No confidence proceedings against Luciana Berger, the Labour MP for Liverpool Wavertree, have been brought to a halt after local party activists in her constituency Labour party withdrew their motions of no confidence following discreet pressure from the party leadership.
The move heads off a potential crisis in the Labour party over the treatment of Berger, who has become an outspoken critic of the leadership on the issue of anti-Semitism within its ranks. This week she wrote two sharply critical articles on the issue of anti-Semitism in Labour, for the Times and the Evening Standard.
Berger is also one of “the Six”, six Labour MPs who are regularly spoken of as potential leaders of a party split. In her Times article, Berger wrote that the Labour party is “not the party I joined” and refused to say that a Corbyn-led government would be good for the United Kingdom in an interview with LBC at the end of January.

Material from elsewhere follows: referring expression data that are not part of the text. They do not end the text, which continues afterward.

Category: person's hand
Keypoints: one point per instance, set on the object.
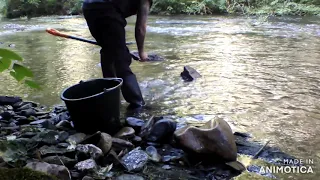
(143, 57)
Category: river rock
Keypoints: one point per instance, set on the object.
(105, 142)
(87, 178)
(53, 150)
(88, 165)
(120, 144)
(135, 123)
(129, 177)
(162, 131)
(101, 140)
(76, 138)
(9, 100)
(51, 137)
(212, 140)
(147, 127)
(189, 74)
(153, 154)
(64, 125)
(125, 133)
(135, 160)
(60, 160)
(56, 170)
(88, 151)
(44, 123)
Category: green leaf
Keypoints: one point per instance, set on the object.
(18, 77)
(32, 84)
(5, 53)
(5, 62)
(22, 71)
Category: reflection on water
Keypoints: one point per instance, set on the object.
(264, 76)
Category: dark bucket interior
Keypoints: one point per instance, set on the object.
(94, 105)
(90, 88)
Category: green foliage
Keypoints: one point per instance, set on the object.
(32, 8)
(9, 62)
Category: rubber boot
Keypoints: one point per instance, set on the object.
(131, 92)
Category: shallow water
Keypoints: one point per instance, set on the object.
(261, 74)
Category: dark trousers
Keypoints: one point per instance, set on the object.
(107, 26)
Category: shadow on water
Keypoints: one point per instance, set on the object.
(261, 75)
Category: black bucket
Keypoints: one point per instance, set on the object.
(94, 105)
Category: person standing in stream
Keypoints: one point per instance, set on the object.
(106, 20)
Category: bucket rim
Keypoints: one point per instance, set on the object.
(98, 94)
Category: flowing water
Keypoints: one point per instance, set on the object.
(261, 74)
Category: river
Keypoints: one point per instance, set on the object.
(261, 74)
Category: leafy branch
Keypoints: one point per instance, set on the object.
(9, 61)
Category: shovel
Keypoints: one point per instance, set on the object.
(60, 34)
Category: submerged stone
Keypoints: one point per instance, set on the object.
(212, 141)
(88, 165)
(162, 131)
(59, 171)
(135, 160)
(189, 74)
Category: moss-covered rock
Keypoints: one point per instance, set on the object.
(23, 174)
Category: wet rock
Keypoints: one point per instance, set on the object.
(59, 171)
(51, 137)
(135, 123)
(102, 140)
(105, 142)
(166, 167)
(168, 158)
(212, 140)
(236, 165)
(120, 144)
(153, 154)
(162, 131)
(135, 160)
(9, 100)
(76, 138)
(87, 178)
(189, 74)
(44, 123)
(88, 151)
(53, 150)
(28, 134)
(60, 160)
(88, 165)
(64, 125)
(63, 145)
(147, 127)
(151, 56)
(125, 133)
(137, 140)
(129, 177)
(27, 112)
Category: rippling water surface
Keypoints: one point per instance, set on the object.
(261, 75)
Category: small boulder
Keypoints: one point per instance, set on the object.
(153, 154)
(135, 123)
(129, 177)
(88, 165)
(56, 170)
(76, 138)
(60, 160)
(120, 144)
(189, 74)
(125, 133)
(212, 140)
(135, 160)
(88, 151)
(162, 131)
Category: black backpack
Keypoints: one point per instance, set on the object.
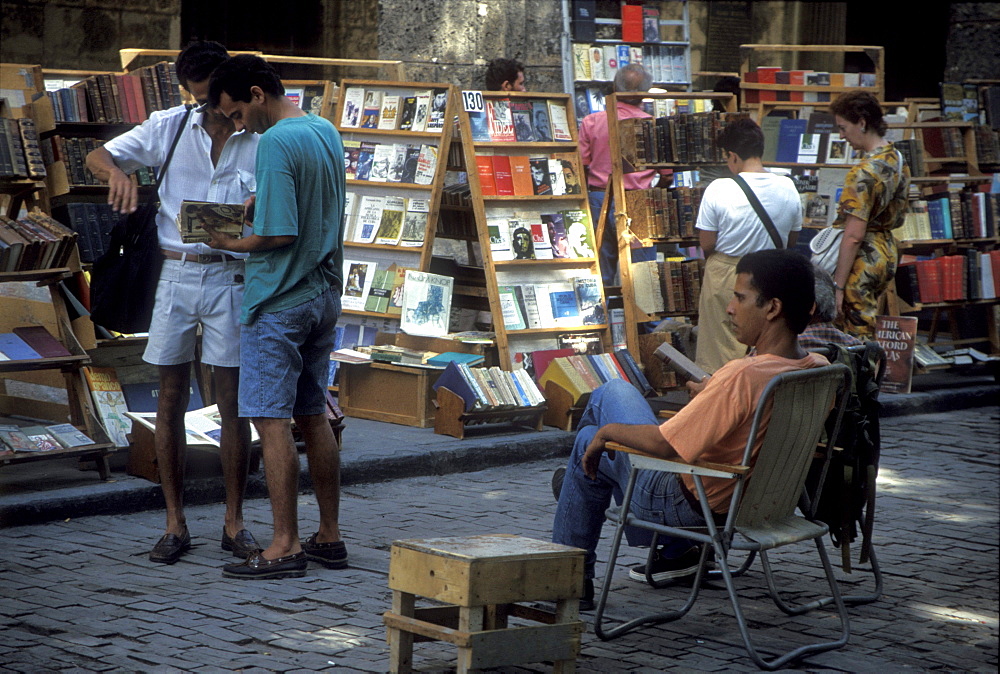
(844, 497)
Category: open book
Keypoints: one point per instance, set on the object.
(226, 218)
(680, 363)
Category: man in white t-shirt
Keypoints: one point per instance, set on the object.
(729, 228)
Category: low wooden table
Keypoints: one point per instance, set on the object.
(481, 578)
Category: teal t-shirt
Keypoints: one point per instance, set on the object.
(300, 192)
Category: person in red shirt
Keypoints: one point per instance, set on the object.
(595, 153)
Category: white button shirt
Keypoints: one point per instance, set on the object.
(190, 175)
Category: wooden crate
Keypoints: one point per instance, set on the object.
(392, 393)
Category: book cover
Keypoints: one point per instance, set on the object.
(426, 304)
(109, 403)
(415, 223)
(369, 218)
(194, 215)
(579, 233)
(39, 339)
(69, 436)
(897, 336)
(501, 123)
(371, 109)
(522, 113)
(389, 112)
(540, 122)
(559, 122)
(407, 113)
(438, 107)
(521, 242)
(422, 111)
(15, 348)
(359, 276)
(391, 223)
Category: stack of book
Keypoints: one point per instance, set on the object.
(385, 220)
(569, 303)
(115, 99)
(507, 120)
(527, 175)
(383, 110)
(34, 242)
(490, 388)
(687, 138)
(20, 156)
(661, 213)
(580, 374)
(412, 164)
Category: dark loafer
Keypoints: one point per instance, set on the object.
(331, 555)
(258, 568)
(242, 545)
(170, 548)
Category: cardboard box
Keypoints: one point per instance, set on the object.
(393, 393)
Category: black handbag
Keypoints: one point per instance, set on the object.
(123, 281)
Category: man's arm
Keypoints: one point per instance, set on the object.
(646, 438)
(123, 195)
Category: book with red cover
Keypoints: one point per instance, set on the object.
(929, 278)
(632, 23)
(768, 75)
(502, 176)
(541, 359)
(487, 184)
(39, 339)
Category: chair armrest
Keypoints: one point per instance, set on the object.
(705, 468)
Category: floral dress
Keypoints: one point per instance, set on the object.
(875, 190)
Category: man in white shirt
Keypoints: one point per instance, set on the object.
(729, 228)
(199, 287)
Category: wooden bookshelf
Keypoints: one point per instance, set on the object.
(506, 273)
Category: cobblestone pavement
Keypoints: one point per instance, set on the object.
(81, 595)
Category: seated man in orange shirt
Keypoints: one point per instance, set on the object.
(772, 302)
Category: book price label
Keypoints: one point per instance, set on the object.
(472, 101)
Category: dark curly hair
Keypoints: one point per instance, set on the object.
(857, 105)
(241, 72)
(197, 61)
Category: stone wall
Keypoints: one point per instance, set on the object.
(85, 35)
(451, 41)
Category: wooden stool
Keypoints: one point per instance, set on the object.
(481, 577)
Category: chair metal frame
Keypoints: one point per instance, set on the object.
(761, 514)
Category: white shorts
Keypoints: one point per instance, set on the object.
(191, 294)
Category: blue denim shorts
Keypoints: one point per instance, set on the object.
(285, 359)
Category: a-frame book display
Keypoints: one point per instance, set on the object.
(652, 290)
(533, 222)
(396, 140)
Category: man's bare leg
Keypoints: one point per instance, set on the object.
(170, 443)
(235, 445)
(281, 469)
(324, 468)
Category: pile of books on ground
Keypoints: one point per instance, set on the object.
(34, 242)
(18, 439)
(490, 388)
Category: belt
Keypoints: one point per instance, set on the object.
(197, 257)
(720, 518)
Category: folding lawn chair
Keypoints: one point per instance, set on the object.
(761, 515)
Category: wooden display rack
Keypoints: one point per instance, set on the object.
(452, 419)
(510, 272)
(616, 185)
(416, 258)
(750, 51)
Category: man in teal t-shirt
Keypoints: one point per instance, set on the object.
(291, 304)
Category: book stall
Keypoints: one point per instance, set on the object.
(473, 294)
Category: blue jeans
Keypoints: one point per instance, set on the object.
(657, 496)
(608, 254)
(285, 358)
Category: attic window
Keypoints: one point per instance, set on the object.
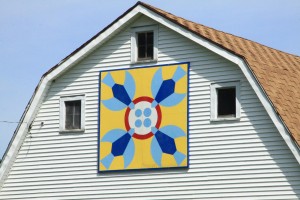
(72, 114)
(144, 44)
(225, 101)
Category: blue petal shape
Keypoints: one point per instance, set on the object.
(129, 85)
(121, 94)
(129, 153)
(166, 143)
(166, 89)
(173, 100)
(156, 151)
(156, 82)
(107, 160)
(119, 146)
(179, 157)
(179, 73)
(108, 80)
(114, 104)
(173, 131)
(113, 135)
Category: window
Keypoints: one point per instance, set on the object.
(144, 44)
(72, 113)
(225, 101)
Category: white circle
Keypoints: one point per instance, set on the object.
(132, 118)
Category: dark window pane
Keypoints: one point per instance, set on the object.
(142, 52)
(145, 45)
(226, 102)
(73, 115)
(150, 38)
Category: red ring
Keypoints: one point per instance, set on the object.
(159, 117)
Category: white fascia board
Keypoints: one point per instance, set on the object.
(44, 85)
(243, 66)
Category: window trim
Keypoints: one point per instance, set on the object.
(62, 113)
(134, 48)
(214, 100)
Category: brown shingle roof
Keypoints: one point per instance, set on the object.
(277, 72)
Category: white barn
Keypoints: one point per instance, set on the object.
(249, 151)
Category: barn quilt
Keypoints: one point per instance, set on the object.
(143, 118)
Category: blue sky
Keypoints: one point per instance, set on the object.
(35, 35)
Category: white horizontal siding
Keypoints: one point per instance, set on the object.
(232, 160)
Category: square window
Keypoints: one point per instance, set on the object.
(72, 113)
(225, 101)
(144, 44)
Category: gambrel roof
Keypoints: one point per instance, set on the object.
(274, 75)
(277, 72)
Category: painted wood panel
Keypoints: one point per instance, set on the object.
(241, 159)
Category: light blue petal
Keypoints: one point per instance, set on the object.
(113, 135)
(129, 153)
(129, 85)
(156, 82)
(179, 157)
(156, 151)
(172, 131)
(108, 80)
(107, 160)
(114, 104)
(179, 73)
(172, 100)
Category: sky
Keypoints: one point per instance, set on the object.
(35, 35)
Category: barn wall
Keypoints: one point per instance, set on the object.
(246, 158)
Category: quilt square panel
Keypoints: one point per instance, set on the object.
(143, 118)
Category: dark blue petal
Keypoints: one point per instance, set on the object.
(166, 143)
(166, 89)
(121, 94)
(119, 146)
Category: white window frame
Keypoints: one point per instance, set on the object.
(134, 50)
(214, 100)
(62, 113)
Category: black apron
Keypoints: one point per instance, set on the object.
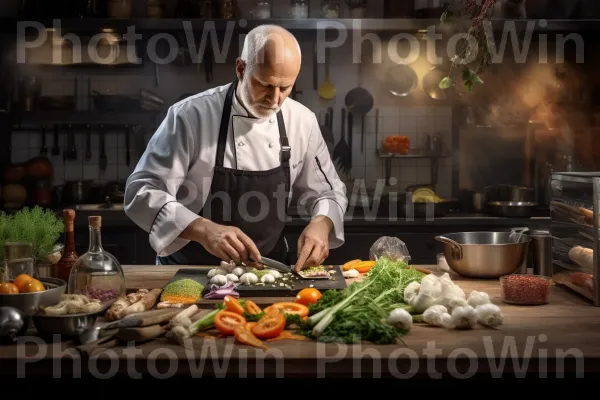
(264, 226)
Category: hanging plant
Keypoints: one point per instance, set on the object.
(476, 15)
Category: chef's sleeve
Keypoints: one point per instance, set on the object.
(320, 188)
(151, 199)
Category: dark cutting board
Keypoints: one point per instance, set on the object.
(268, 291)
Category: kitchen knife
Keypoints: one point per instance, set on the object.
(281, 267)
(286, 268)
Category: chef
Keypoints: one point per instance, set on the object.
(218, 175)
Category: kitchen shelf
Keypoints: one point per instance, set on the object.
(85, 117)
(307, 24)
(385, 155)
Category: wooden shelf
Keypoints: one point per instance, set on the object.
(385, 155)
(85, 117)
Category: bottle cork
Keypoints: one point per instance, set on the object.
(95, 222)
(69, 219)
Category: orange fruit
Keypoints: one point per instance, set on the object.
(22, 281)
(35, 286)
(8, 288)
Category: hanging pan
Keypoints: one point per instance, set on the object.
(401, 80)
(359, 101)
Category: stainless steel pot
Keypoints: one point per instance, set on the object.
(484, 255)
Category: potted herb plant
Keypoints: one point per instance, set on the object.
(36, 226)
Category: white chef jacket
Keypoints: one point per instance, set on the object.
(172, 179)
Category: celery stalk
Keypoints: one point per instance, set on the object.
(203, 323)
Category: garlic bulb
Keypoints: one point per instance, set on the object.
(248, 278)
(216, 271)
(219, 280)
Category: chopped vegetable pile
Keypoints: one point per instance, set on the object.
(183, 291)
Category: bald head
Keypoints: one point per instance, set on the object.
(272, 45)
(267, 68)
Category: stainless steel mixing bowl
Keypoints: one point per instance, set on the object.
(67, 326)
(484, 254)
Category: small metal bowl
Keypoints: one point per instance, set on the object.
(29, 303)
(66, 326)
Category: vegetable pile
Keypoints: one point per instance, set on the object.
(242, 319)
(359, 312)
(184, 291)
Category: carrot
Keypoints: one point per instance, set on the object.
(348, 266)
(245, 336)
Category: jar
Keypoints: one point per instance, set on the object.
(299, 9)
(120, 8)
(262, 10)
(155, 9)
(330, 9)
(228, 9)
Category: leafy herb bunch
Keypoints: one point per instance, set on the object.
(36, 226)
(478, 45)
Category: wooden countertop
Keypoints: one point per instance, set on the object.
(565, 331)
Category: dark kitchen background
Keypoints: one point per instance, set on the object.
(72, 132)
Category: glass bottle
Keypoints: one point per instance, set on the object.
(97, 273)
(65, 264)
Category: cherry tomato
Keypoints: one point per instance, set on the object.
(308, 296)
(21, 282)
(8, 288)
(245, 336)
(251, 307)
(270, 325)
(226, 321)
(34, 286)
(290, 308)
(231, 304)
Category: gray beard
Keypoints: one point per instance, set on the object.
(257, 112)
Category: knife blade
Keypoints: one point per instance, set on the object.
(279, 266)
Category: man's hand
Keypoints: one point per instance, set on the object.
(313, 244)
(226, 242)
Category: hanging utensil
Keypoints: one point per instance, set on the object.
(350, 134)
(327, 90)
(341, 151)
(431, 84)
(55, 148)
(102, 161)
(127, 155)
(88, 143)
(359, 100)
(44, 148)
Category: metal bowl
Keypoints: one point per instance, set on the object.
(67, 326)
(484, 254)
(28, 303)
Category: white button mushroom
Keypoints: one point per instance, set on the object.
(216, 271)
(219, 280)
(276, 274)
(248, 278)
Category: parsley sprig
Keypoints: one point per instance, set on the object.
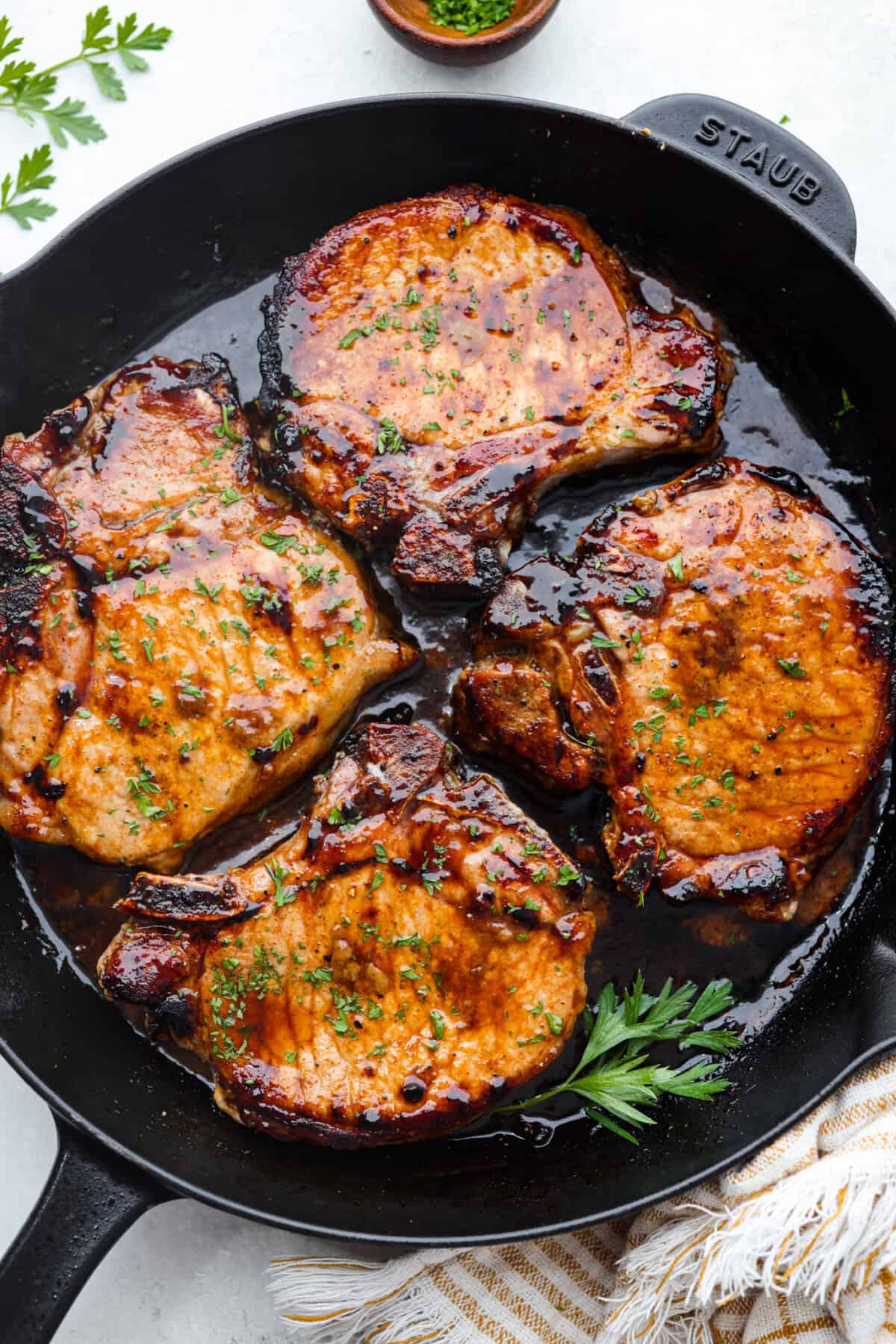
(33, 175)
(615, 1077)
(30, 93)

The Liverpool Wavertree MP, who served in Corbyn’s frontbench from 2015 to 2016, is thought to have grown increasingly troubled by the leadership’s handling of anti-Semitism complaints – among other things the leadership failed to inform her of a death threat made against her passed to party headquarters – and the mealy-mouthed response to anti-Semitism within the Parliamentary Labour Party. She told a recent meeting of the PLP that their applause for her in PLP meetings was no substitute for real solidarity out in public.
Many within Labour believe that a split is inevitable, but a split over Brexit involving a small number of MPs would be significantly less damaging to the party than one precipitated by MPs walking away over the handling of anti-Semitism. The latter would potentially carry greater numbers of MPs and be considerably more damaging to the party’s prospects.
It is a measure of the fear of a split for some in the party’s upper echelons that they have moved to head off the row. Although some form of breakaway may now be inevitable, the leadership will be keen to cap the size of any split.